2015-06-29	Add an fz_tempfile utility.	Robin Watts
	This will be required for the gprf work.
2015-06-26	Bug 696053: Update windows mupdf to respect command line flags.	Robin Watts
	Previously, only the unix executable had been updated to take command line flags; update the windows one in line with it. We have to cope with the argv being in Unicode; add a windows specific version of getoptw for this. Also note that that fprintf's in the windows mupdf exe won't work as GUI apps don't have a console window, and can't write to the parent one. Fixing that is a larger project than I have time for right now.
2015-06-03	Enable FZ_LARGEFILE for all windows builds.	Robin Watts
	People worrying about the minimal extra memory this takes can disable it if required.
2015-06-02	Ensure that we can still build mudraw standalone if we want to.	Robin Watts
	MUDRAW_STANDALONE forces mudraw_main to be just main. Set this in the mudraw VS project.
2015-05-25	Update VS solution with mutool changes.	Robin Watts
	mudraw.c must be included into mutool.
2015-05-07	Add some missing headers to MSVC solution.	Robin Watts

2015-04-09	Remove the _no_run functions.	Tor Andersson
	The new pdfclean sanitize functionality mean that mutool now needs the data files, so maintaining the split that was designed to keep data files out of mutool is no longer viable.
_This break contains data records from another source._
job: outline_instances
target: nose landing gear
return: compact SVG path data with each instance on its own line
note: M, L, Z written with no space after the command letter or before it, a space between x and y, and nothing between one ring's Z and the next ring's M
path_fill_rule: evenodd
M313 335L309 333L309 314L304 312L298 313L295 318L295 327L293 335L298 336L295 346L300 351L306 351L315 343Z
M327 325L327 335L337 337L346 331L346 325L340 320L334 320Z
2015-04-06	Add mutool pages subcommand.	Robin Watts
	Inspired by bug 695823. Mutool can now dump the sizes and orientations for pages within a given file.
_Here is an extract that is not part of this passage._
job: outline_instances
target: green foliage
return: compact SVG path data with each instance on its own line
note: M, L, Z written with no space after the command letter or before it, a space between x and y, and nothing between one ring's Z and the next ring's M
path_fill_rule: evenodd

2015-04-06	Move the guts of pdfclean into the lib.	Robin Watts
	Michael needs to be able to call pdfclean from gsview. At the moment he's having to do this by including the pdfclean.c file into the lib build, and then calling pdfclean_main with a faked up command line. This isn't nice. pdfclean.c is implemented by pdfclean_main parsing the options/filenames out of argv and then passing the filenames/options on to a pdfclean_clean function. This seems like a much nicer API to offer to the world. We therefore pull the guts of pdfclean.c (pdfclean_clean and its subsidiary structures/functions) into pdf-clean-file.c and include this in the library build. This leaves pdfclean.c just as the command line parsing. This should not affect the size of any of the resulting binaries.
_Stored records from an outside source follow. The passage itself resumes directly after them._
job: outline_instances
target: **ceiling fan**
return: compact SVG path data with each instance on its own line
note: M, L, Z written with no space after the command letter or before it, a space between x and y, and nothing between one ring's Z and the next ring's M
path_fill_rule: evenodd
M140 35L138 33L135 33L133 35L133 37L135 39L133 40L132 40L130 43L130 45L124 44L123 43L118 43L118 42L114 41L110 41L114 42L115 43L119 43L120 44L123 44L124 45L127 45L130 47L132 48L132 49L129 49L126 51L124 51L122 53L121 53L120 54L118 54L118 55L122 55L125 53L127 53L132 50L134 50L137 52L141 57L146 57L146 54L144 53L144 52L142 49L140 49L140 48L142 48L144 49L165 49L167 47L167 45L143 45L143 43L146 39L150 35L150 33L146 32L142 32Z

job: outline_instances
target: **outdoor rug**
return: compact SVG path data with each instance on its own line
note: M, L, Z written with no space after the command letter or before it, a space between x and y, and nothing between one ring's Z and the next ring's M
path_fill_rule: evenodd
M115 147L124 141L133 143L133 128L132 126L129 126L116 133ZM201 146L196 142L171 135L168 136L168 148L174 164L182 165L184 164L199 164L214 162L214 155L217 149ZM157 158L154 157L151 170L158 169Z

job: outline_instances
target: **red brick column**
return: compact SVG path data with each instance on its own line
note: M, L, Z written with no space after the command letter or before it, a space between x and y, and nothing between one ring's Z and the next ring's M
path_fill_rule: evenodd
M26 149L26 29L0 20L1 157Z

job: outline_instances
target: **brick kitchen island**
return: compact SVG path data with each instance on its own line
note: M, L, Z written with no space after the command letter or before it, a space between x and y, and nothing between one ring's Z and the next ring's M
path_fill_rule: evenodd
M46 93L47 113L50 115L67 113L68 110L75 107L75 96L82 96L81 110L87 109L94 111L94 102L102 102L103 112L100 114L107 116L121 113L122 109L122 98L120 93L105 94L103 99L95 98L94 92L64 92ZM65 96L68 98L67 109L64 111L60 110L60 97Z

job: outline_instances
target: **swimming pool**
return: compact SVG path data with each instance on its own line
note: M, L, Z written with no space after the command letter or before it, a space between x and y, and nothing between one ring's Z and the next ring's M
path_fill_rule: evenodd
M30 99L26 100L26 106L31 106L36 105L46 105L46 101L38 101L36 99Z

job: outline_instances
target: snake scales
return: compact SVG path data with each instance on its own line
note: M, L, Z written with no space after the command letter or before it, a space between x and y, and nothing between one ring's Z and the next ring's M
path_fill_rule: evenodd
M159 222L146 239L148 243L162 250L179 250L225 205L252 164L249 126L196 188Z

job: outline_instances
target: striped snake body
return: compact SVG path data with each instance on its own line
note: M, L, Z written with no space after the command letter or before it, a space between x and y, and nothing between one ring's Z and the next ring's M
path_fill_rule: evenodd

2015-03-24	Rework handling of PDF names for speed and memory.	Robin Watts
	Currently, every PDF name is allocated in a pdf_obj structure, and comparisons are done using strcmp. Given that we can predict most of the PDF names we'll use in a given file, this seems wasteful. The pdf_obj type is opaque outside the pdf-object.c file, so we can abuse it slightly without anyone outside knowing. We collect a sorted list of names used in PDF (resources/pdf/names.txt), and we add a utility (namedump) that preprocesses this into 2 header files. The first (include/mupdf/pdf/pdf-names-table.h, included as part of include/mupdf/pdf/object.h), defines a set of "PDF_NAME_xxxx" entries. These are pdf_obj 's that callers can use to mean "A PDF object that means literal name 'xxxx'" The second (source/pdf/pdf-name-impl.h) is a C array of names. We therefore update the code so that rather than passing "xxxx" to functions (such as pdf_dict_gets(...)) we now pass PDF_NAME_xxxx (to pdf_dict_get(...)). This is a fairly natural (if widespread) change. The pdf_dict_getp (and sibling) functions that take a path (e.g. "foo/bar/baz") are therefore supplemented with equivalents that take a list (pdf_dict_getl(... , PDF_NAME_foo, PDF_NAME_bar, PDF_NAME_baz, NULL)). The actual implementation of this relies on the fact that small pointer values are never valid values. For a given pdf_obj p, if NULL < (intptr_t)p < PDF_NAME__LIMIT then p is a literal entry in the name table. This enables us to do fast pointer compares and to skip expensive strcmps. Also, bring "null", "true" and "false" into the same style as PDF names. Rather than using full pdf_obj structures for null/true/false, use special pointer values just above the PDF_NAME_ table. This saves memory and makes comparisons easier.